MIDDLEFIELD, CT--- Zygo Corp. announced its financial results for the first quarter of fiscal 2011, ended September 30, 2010. First quarter fiscal 2011 net revenues of $31.1 M increased 46% from $21.3 Mduring the same period in the prior year reflecting improved business conditions in the overall economy for our products.
The company recorded net
earnings from continuing operations attributable to Zygo for the first quarter
of fiscal 2011 of $2.6 million, or $0.15 per diluted share, as compared with a
loss from continuing operations attributable to Zygo of $4 M, or a $0.23 loss
per diluted share, in the first quarter of fiscal 2010, an improvement of $0.38
per diluted share year over year. Net earnings for the first quarter of fiscal
2011 were $2.7 M, or $0.16 per diluted share, as compared with a $5.8 M net
loss, or a $0.34 net loss per diluted share, in the first quarter of fiscal
"The revenue growth,
combined with stabilizing our operating expense levels, provided the impetus
for our earnings growth year over year,” said President and CEO of Zygo Corp.
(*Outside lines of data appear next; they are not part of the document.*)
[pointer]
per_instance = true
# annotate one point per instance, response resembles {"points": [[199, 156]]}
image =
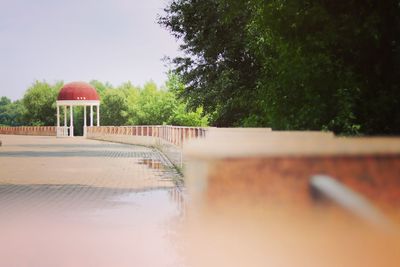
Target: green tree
{"points": [[39, 103], [291, 64], [114, 108]]}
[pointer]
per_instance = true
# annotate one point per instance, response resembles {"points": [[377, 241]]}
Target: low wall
{"points": [[277, 168], [29, 130], [255, 192]]}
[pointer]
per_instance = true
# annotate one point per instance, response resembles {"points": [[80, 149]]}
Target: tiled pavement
{"points": [[78, 202]]}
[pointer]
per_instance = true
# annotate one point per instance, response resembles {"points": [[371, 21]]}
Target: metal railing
{"points": [[176, 135], [29, 130]]}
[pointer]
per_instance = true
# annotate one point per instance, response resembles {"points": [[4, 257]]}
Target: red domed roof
{"points": [[78, 91]]}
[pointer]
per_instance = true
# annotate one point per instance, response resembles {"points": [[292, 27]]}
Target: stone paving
{"points": [[79, 202]]}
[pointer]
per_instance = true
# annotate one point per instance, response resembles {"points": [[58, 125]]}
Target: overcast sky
{"points": [[81, 40]]}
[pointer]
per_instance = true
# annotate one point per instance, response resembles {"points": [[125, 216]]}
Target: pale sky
{"points": [[81, 40]]}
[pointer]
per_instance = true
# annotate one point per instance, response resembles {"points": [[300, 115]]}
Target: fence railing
{"points": [[176, 135], [29, 130]]}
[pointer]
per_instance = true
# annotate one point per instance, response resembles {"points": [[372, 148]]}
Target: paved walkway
{"points": [[79, 202]]}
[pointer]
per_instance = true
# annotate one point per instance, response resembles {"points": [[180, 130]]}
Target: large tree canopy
{"points": [[291, 64]]}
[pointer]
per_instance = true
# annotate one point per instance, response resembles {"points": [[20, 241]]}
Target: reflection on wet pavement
{"points": [[87, 203]]}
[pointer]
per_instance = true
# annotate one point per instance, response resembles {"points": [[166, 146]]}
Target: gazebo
{"points": [[76, 94]]}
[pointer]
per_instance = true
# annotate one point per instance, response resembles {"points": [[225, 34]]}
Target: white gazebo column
{"points": [[71, 121], [91, 115], [98, 115], [65, 129], [58, 116], [65, 116], [84, 120], [58, 121]]}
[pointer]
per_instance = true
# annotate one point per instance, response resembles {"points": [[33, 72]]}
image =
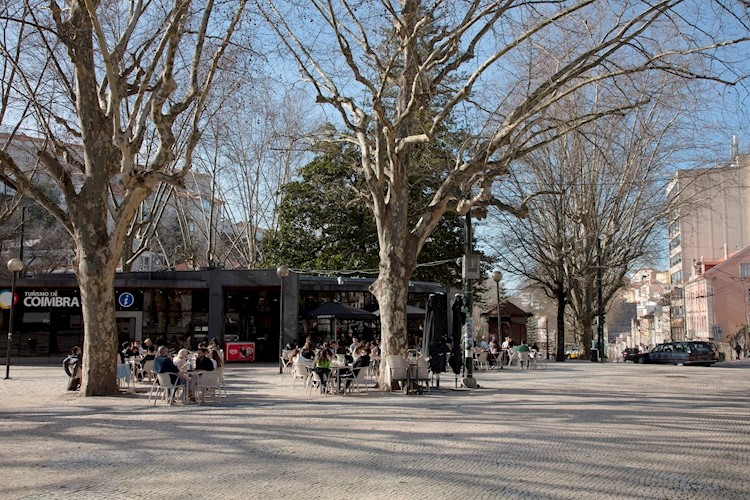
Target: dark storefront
{"points": [[182, 308]]}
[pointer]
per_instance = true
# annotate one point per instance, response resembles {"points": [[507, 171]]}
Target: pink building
{"points": [[717, 296]]}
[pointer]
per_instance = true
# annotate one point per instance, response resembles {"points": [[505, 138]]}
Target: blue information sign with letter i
{"points": [[126, 299]]}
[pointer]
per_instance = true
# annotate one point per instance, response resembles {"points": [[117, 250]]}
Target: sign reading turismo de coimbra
{"points": [[65, 299], [50, 299]]}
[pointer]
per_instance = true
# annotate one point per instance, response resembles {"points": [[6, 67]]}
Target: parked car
{"points": [[681, 353], [571, 353], [631, 354]]}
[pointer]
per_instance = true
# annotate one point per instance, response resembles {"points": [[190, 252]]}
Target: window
{"points": [[674, 243], [675, 260]]}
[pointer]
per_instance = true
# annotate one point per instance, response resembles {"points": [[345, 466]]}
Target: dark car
{"points": [[631, 354], [681, 353]]}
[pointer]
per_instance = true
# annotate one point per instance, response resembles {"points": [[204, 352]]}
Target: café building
{"points": [[183, 308]]}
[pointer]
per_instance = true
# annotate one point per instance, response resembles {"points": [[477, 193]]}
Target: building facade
{"points": [[717, 299], [710, 221], [182, 308]]}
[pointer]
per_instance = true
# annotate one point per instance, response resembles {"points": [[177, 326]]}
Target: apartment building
{"points": [[717, 297], [711, 220]]}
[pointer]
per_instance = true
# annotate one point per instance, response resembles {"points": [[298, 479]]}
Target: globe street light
{"points": [[497, 276], [15, 266], [282, 272]]}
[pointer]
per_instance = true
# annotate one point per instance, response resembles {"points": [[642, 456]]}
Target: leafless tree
{"points": [[103, 82], [404, 74], [250, 167]]}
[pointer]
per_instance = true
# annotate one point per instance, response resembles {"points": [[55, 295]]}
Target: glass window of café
{"points": [[176, 317]]}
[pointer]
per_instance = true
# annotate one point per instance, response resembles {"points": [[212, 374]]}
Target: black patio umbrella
{"points": [[338, 311], [456, 360], [412, 312], [435, 332]]}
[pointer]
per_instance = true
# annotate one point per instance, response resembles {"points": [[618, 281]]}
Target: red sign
{"points": [[240, 351]]}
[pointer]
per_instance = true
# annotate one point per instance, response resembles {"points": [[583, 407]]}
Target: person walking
{"points": [[72, 366]]}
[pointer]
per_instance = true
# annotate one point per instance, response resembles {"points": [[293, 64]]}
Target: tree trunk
{"points": [[96, 279], [391, 290], [398, 257], [560, 356]]}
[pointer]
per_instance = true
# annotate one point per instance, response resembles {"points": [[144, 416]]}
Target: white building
{"points": [[711, 220]]}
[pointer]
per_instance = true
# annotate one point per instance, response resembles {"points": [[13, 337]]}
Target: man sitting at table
{"points": [[361, 362], [163, 364], [202, 361]]}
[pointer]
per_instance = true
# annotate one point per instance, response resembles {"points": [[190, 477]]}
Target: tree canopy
{"points": [[326, 221]]}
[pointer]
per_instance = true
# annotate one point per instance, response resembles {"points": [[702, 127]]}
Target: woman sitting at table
{"points": [[323, 366], [202, 361], [362, 361], [215, 357], [181, 359]]}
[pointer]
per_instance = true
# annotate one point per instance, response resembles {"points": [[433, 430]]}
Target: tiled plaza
{"points": [[575, 430]]}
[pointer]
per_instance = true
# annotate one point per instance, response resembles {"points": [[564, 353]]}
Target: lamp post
{"points": [[497, 276], [15, 266], [282, 272]]}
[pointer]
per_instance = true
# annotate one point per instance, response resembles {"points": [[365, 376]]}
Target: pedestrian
{"points": [[72, 366]]}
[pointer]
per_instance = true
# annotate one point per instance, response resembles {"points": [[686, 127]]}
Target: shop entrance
{"points": [[128, 326], [253, 316]]}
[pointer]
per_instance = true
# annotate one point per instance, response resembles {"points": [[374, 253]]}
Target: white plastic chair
{"points": [[299, 372], [166, 387], [396, 370], [482, 361], [522, 358], [423, 373], [209, 383], [146, 370], [222, 381]]}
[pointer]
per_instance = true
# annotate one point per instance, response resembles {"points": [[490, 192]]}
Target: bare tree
{"points": [[401, 74], [105, 80], [277, 127]]}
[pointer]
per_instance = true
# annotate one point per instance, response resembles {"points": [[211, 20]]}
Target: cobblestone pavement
{"points": [[575, 430]]}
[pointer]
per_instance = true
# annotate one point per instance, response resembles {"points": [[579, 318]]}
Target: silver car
{"points": [[681, 353]]}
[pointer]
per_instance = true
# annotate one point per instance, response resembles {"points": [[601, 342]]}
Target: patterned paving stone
{"points": [[576, 430]]}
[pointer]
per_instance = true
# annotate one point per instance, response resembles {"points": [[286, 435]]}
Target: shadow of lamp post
{"points": [[496, 277], [282, 272], [15, 266]]}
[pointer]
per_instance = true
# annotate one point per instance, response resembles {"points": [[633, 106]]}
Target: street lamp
{"points": [[15, 266], [497, 276], [282, 272]]}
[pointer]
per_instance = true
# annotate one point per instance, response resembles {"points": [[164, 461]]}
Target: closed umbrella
{"points": [[456, 359], [338, 311], [435, 332]]}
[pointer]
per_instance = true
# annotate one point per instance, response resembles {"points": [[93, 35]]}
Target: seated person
{"points": [[123, 368], [214, 344], [306, 355], [73, 366], [202, 361], [523, 348], [292, 357], [323, 366], [181, 359], [163, 364], [361, 362], [215, 357]]}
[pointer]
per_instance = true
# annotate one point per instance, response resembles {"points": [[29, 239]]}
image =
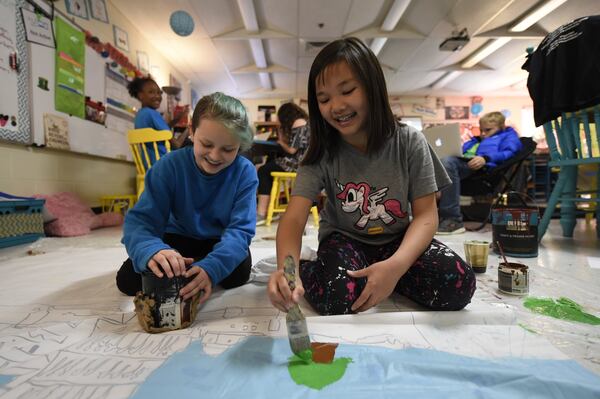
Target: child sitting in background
{"points": [[150, 95], [372, 168], [293, 135], [197, 214]]}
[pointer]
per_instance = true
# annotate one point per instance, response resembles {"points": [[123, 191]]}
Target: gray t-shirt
{"points": [[368, 196]]}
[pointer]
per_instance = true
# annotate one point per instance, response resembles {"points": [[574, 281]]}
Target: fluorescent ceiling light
{"points": [[258, 52], [389, 23], [536, 15], [248, 15], [394, 15], [450, 76], [484, 51], [377, 44]]}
Chris
Koliopoulos. “With the cost reductions of the previous year in place, Zygo
continues to demonstrate stronger gross margins; at 45.6%, the highest
quarterly gross margin in over nine years.”
Koliopoulos says Zygo was
able to restore employee compensation from reductions that had been in effect
since January 2009. “Through the sacrifices our employees made to preserve the
company's strengths during the downturn, we believe we have weathered the storm
and are stronger for it,” he noted. “At this point, we have increased our cash
and short-term marketable securities to nearly $50 million and our balance
sheet remains strong."
Bookings of $34.0 million
for the first quarter of fiscal 2011 increased 15% from the prior quarter,
aided by significant orders in both of the company’s operating divisions.
Bookings for the Metrology Solutions Division accounted for 68% of the bookings
received, with the Optical Systems Division contributing the remaining 32%.
Backlog rose to $47.8 million at September 30, 2010.